I actually couldn’t decide if I wanted to talk more about losing weight or becoming more active – both of which I’m currently doing/have been doing/am trying to do. And most of the time, they go hand in hand. I realized though that the tips that have been helpful to me, applied to both losing weight and getting fit, so you get a two-for! I hope you’re not reading this with too much hope and anticipation for some new magical potion that I’ve recently discovered, as you’ll be sorely disappointed. These tips are not by any means new, shocking or terribly different from the ones you typically hear when discussing these topics. But I’m sharing what worked for me, and the details and suggestions for what I’ve found particularly helpful.
1. Pick a plan that works for you & your lifestyle.
Weight Loss: We all know there’s a million different diets/eating plans/life-changing pills, books, and Pinterest boards out there on this subject. I’m just going to share what personally works for me. You can Google the subject to death till you find the plan that’s perfect for you! I can’t handle counting of any sort when it comes to food. Ain’t nobody got time for that! Okay, people do, it’s just not something that works well for me. I can’t keep food logs, or count calories. What I can do though, is just be handed a list that says, eat this, and don’t any of this. Okay. Got it. It’s not fun (at all! 😫) to give up some of those foods I love, but I’ve realized I have a much better success rate with this type of eating plan. My niece introduced me to the 17 Day Diet and I’ve had good success following this plan. (I bought a used book off Amazon – paid more for shipping than the price of the book!) I won’t get into a lot of detail on that book, you can research it to find out more, but there’s foods you can eat, foods you can’t, meal plans and some recipes all in the book. The first time I did it, I lost about 20 pounds in about 3-ish months.
Getting Fit: I’m not much of a fitness/sporty kind of gal. I’m more of a get cozy on the couch with a coffee and good book kind of gal. So finding a plan that works for me has taken years, and most likely will change during different seasons of my life. Surprisingly, right now it’s running! I’ve always hated running. A part of me still does. And a part of me just wants to get out there and run and run! I think timing has a lot to do with it. This year the boys are all in school all day, and I feel like I’ve actually got time to do something like this for myself. I’ve found a time that works for me, I work on improving my distance and speed, set goals for myself and I’ve been going strong since September!
2. Prepare yourself ahead of time.
Both: Most likely, this isn’t going to be all sunshine & lollipops. Well, I can guarantee there pretty much will be no lollipops! I’ve found that if I can mentally prep myself for it, telling myself it’s going to be hard, but I can make it through, it goes a little easier, both for exercising and eating. And if you spend some time preparing your fridge & cupboards – filling them with the foods you’ll need, getting rid of the foods you shouldn’t be eating, it’ll go a lot easier. Figure out what you’ll need for quick snacks on the go and plan at least a few dinner options before you begin so that you don’t get stuck & give up before you’ve barely started. For exercising, figure out what you have to wear that you’ll feel comfortable in, go and buy a few things if you need to! I bought new running shoes after running for 3 months, I wanted to be sure I felt like I was going to stick with it. Spending more money on shoes than I normally would also motivated me to keep with it – I can’t let my money go to waste! I also recently bought some new running clothes and it made a huge difference to me! I feel so much more comfortable and wish that I had done it sooner.

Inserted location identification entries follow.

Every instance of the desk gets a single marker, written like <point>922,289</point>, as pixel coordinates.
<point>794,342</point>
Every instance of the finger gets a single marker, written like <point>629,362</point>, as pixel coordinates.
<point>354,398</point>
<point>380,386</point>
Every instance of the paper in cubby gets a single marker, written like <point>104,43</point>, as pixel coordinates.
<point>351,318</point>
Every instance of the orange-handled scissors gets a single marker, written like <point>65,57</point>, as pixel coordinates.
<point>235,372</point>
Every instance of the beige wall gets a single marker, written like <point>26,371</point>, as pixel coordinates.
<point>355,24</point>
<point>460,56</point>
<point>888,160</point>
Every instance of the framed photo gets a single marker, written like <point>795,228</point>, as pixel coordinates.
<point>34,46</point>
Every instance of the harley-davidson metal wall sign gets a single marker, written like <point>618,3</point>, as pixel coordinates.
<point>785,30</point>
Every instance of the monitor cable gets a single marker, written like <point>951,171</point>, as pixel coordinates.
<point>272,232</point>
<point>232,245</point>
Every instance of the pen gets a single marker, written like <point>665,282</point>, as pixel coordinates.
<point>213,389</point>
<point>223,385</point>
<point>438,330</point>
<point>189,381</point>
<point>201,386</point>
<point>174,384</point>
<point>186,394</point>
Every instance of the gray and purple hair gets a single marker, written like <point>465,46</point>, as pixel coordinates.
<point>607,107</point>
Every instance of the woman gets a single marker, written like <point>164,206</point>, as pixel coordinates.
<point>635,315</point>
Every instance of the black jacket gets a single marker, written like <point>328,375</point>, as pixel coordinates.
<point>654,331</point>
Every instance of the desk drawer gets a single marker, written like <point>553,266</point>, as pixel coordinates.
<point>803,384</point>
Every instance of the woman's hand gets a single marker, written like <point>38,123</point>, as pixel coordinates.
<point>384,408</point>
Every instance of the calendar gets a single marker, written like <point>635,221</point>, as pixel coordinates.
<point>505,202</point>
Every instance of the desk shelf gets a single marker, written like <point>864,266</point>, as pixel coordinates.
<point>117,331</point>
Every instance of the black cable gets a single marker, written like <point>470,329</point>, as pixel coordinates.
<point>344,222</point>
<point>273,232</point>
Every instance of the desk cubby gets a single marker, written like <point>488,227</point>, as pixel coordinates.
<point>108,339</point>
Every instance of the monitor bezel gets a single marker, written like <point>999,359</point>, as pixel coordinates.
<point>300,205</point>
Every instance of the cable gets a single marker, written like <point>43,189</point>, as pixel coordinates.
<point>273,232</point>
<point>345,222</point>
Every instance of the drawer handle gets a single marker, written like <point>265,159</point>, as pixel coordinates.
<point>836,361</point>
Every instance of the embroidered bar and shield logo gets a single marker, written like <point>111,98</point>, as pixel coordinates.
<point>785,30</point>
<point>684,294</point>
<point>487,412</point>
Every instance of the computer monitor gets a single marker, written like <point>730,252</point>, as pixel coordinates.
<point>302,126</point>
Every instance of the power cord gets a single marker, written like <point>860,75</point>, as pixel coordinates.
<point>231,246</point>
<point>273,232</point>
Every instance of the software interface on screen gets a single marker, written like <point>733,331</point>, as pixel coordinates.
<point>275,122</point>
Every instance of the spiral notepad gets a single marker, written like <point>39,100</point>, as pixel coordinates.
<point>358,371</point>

I really feel like having the right gear for your activity makes a huge difference in how much you’ll enjoy it, and how long you’ll stick with it. Plus, if you’re a penny-pincher like me, there’s nothing like forcing yourself to commit by spending some money, I’d feel terrible if I gave up and wasted my money!
3. Allow yourself some sort of “freebie”.
Weight Loss: Pick something that’s a little indulgent to you, without being over-the-top or counter-productive to your weight loss, and allow it. Whether it be one cookie a week, a pedicure every time you lose 7 pounds, or half-in-half in your coffee (that’s mine!), just decide it’s going to happen and let it be your one thing to keep looking forward to!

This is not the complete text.